On 20 Oct 2020, at 19:30, ripedenis--- via address-policy-wg <address-policy-wg@ripe.net> wrote:
Legacy space is a pain and should be normalised at every opportunity. Because of the market this has become a huge financial asset. If the holders want to cash it in, once it is sold it should lose this special, untouchable status.
Why? What’s the rationale for that? What good will it achieve? What problem does that fix? If your concern is it’s too much of a resource drain on an RIR to track these transfers, then let’s first quantify the problem before deciding how to solve it. My gut feel is those overheads are marginal and also a tolerable part of doing business. It may well be less hassle to just let those costs be lost in the noise than trying to invent some sort of cost recovery scheme. Which would of course provide lots of opportunities for shed-painting and rat-holing.
The transfer policies are their means to sell it. These policies should insist on sold legacy space being normalised and subject to all RIR policies.

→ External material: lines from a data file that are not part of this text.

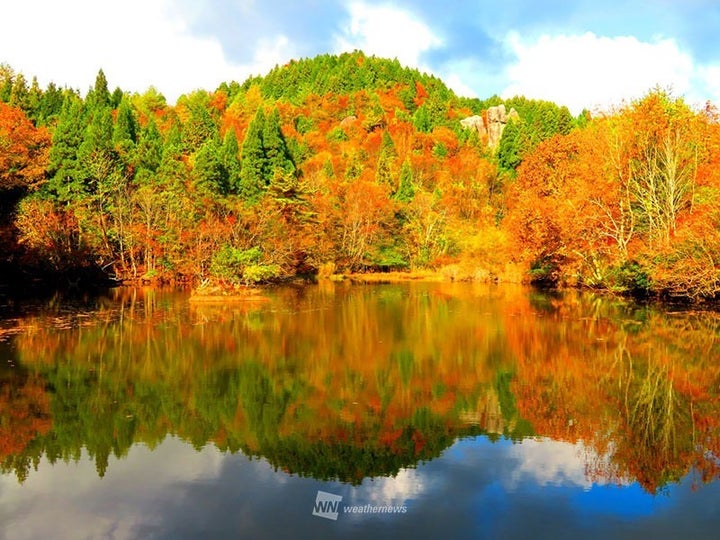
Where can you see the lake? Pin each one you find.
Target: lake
(419, 410)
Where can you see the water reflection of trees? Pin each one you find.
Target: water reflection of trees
(348, 382)
(637, 385)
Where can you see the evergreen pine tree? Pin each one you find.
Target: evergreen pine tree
(406, 188)
(149, 148)
(277, 156)
(125, 130)
(64, 168)
(209, 173)
(99, 96)
(231, 160)
(386, 162)
(252, 164)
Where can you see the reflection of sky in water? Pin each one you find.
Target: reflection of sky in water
(475, 489)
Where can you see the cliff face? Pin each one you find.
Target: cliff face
(491, 124)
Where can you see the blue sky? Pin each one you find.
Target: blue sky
(582, 53)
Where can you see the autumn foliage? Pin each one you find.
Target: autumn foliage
(355, 163)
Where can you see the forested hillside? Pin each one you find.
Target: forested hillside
(354, 163)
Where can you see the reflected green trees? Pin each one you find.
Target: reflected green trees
(345, 382)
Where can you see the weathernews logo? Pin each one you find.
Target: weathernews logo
(329, 506)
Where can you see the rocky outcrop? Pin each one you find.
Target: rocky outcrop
(475, 123)
(492, 125)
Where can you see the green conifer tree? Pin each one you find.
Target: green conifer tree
(253, 162)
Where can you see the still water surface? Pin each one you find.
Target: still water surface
(433, 410)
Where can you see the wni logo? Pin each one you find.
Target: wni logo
(327, 505)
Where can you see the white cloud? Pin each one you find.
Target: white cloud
(589, 70)
(559, 463)
(111, 507)
(136, 43)
(386, 31)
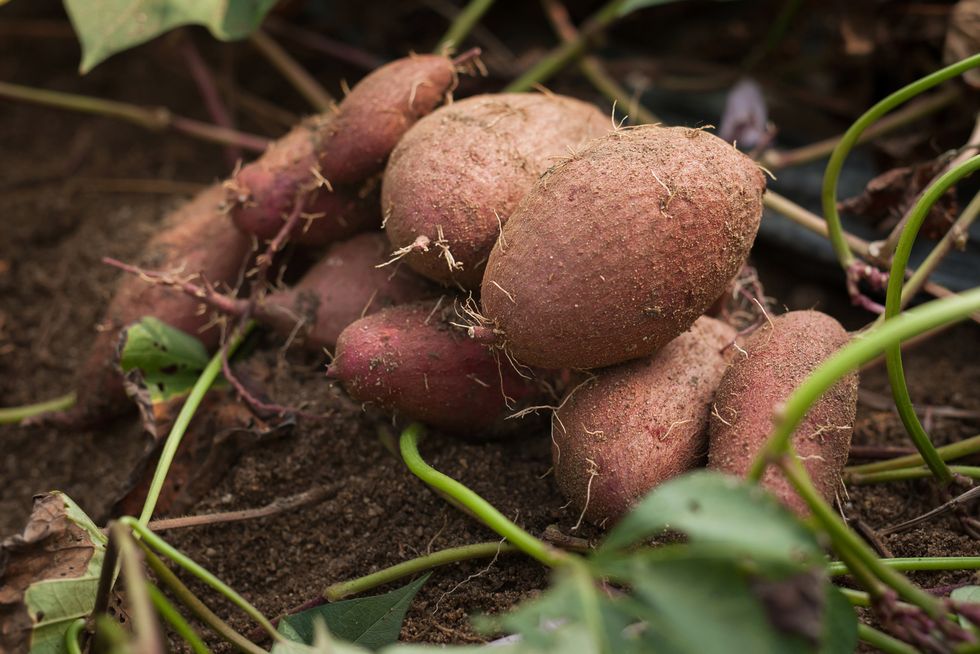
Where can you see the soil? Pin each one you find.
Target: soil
(60, 215)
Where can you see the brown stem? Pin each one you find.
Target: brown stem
(153, 118)
(324, 44)
(275, 507)
(209, 93)
(301, 80)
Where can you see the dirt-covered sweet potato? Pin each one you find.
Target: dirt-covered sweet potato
(459, 173)
(344, 286)
(636, 425)
(410, 361)
(618, 250)
(324, 159)
(779, 357)
(196, 239)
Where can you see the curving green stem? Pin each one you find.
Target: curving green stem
(200, 389)
(862, 348)
(398, 571)
(904, 474)
(176, 620)
(950, 452)
(925, 563)
(893, 305)
(200, 572)
(15, 414)
(851, 136)
(465, 21)
(479, 507)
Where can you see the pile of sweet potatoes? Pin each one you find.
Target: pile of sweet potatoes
(532, 255)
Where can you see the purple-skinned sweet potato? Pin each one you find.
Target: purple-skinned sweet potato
(780, 356)
(638, 424)
(410, 361)
(195, 240)
(335, 152)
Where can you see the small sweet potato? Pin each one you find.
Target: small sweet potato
(196, 239)
(410, 361)
(636, 425)
(621, 248)
(459, 173)
(344, 286)
(780, 357)
(324, 159)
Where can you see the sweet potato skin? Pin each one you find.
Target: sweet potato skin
(621, 248)
(409, 361)
(344, 286)
(462, 170)
(636, 425)
(195, 239)
(780, 357)
(324, 160)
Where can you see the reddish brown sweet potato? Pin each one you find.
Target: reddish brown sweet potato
(461, 171)
(408, 360)
(344, 148)
(779, 358)
(620, 249)
(638, 424)
(344, 286)
(195, 239)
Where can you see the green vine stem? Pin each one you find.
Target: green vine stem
(904, 474)
(883, 642)
(201, 386)
(149, 638)
(777, 159)
(916, 564)
(463, 24)
(13, 415)
(850, 139)
(949, 452)
(860, 350)
(569, 50)
(398, 571)
(72, 636)
(152, 118)
(849, 544)
(479, 507)
(176, 620)
(893, 300)
(199, 608)
(956, 232)
(200, 572)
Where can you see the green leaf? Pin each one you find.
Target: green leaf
(105, 27)
(160, 361)
(372, 622)
(716, 509)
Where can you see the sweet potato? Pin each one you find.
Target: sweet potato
(196, 239)
(344, 147)
(344, 286)
(617, 251)
(635, 425)
(410, 361)
(780, 357)
(459, 173)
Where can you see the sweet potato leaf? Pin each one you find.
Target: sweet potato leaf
(105, 27)
(371, 622)
(716, 509)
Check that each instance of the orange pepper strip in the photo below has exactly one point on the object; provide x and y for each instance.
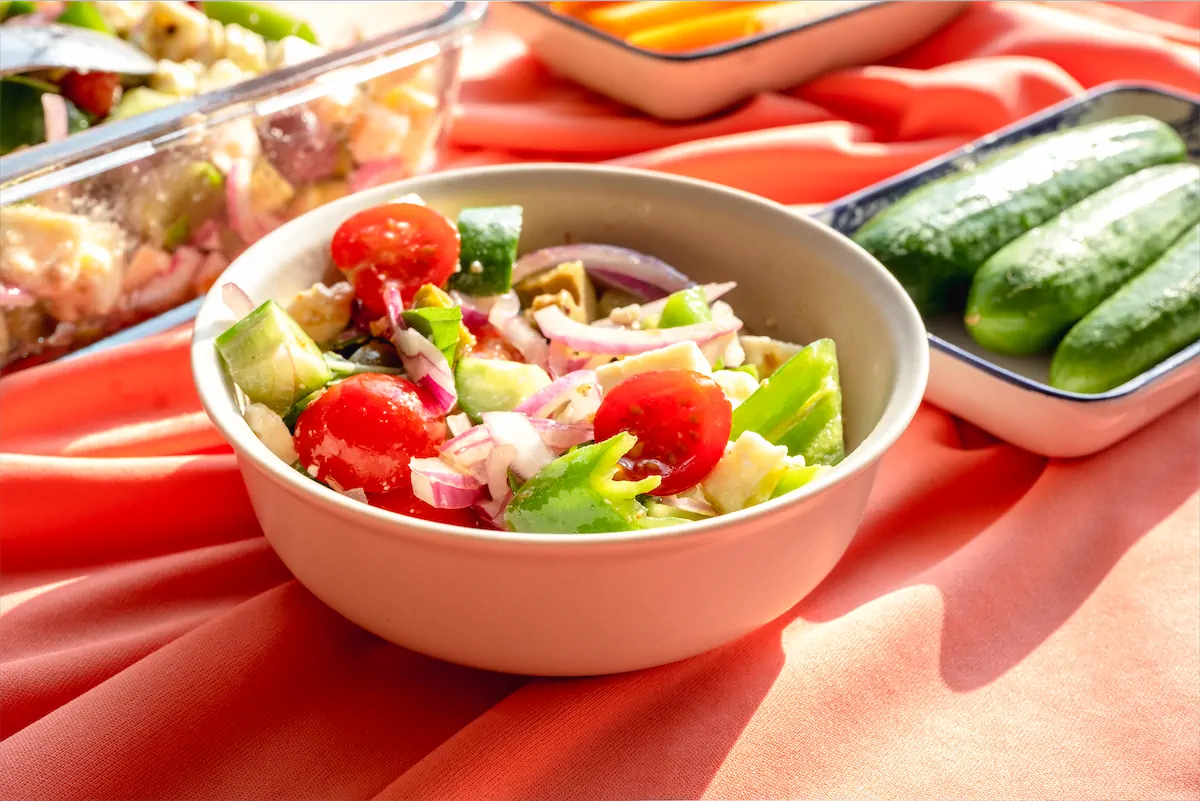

Denis, I *strongly* disagree. Legacy space is like an RS-232 lead*: an annoyance from a bygone era that will always be with us. :-) We just have to suck it up. Unless of course one day the Internet stops using IPv4 and everyone’s on IPv6. [Who’s sniggering at the back!?!] * Kids, ask your grandparents... What’s the justification for "normalised at every opportunity” and what do you mean by that anyway? Forcing transferred legacy space to be subject to RIR policies is utterly wrong. First, the space was issued before the RIR system existed. It shouldn’t be subject to what amounts to retrospective legislation. That probably wouldn’t survive the flimsiest of challenges in the courts. Besides, we agreed that principle during the ERX exercise some years ago when European legacy space moved from ARIN to the NCC. Those legacy holders were not made to pay NCC fees or had their holdings of legacy space influence how their future IPv4 allocation/assignment requests got handled. Why go back on this principle now? What’s changed since then to justify that? Next, if transfers involving legacy space were forced to be subject to RIR policies, you’d just drive those transfers underground. Or the parties involved would contrive “mergers” and “reorganisations” to conceal the truth that addresses changed hands. That would be bad in far too many ways to list here. What’s more important, maintaining an accurate database of address space holders or upholding the purity of some doctrine about nearly dead IPv4 address policies that are irrelevant to a post-v4 world? FWIW we abandoned that notion of ideological purity when the LIR transfer policies were introduced. The consensus then (and now) was maintaining accurate info about who held address resources was more important than following a no longer credible policy of forcing LIRs to return their surplus space to the NCC for redistribution. Finally, suppose the recipient of a legacy transfer is not an LIR. Your suggestion implies they’d have to become one. That’ll attract the attention of legislators, regulators and the competition authorities faster than you can say anti-trust lawsuit.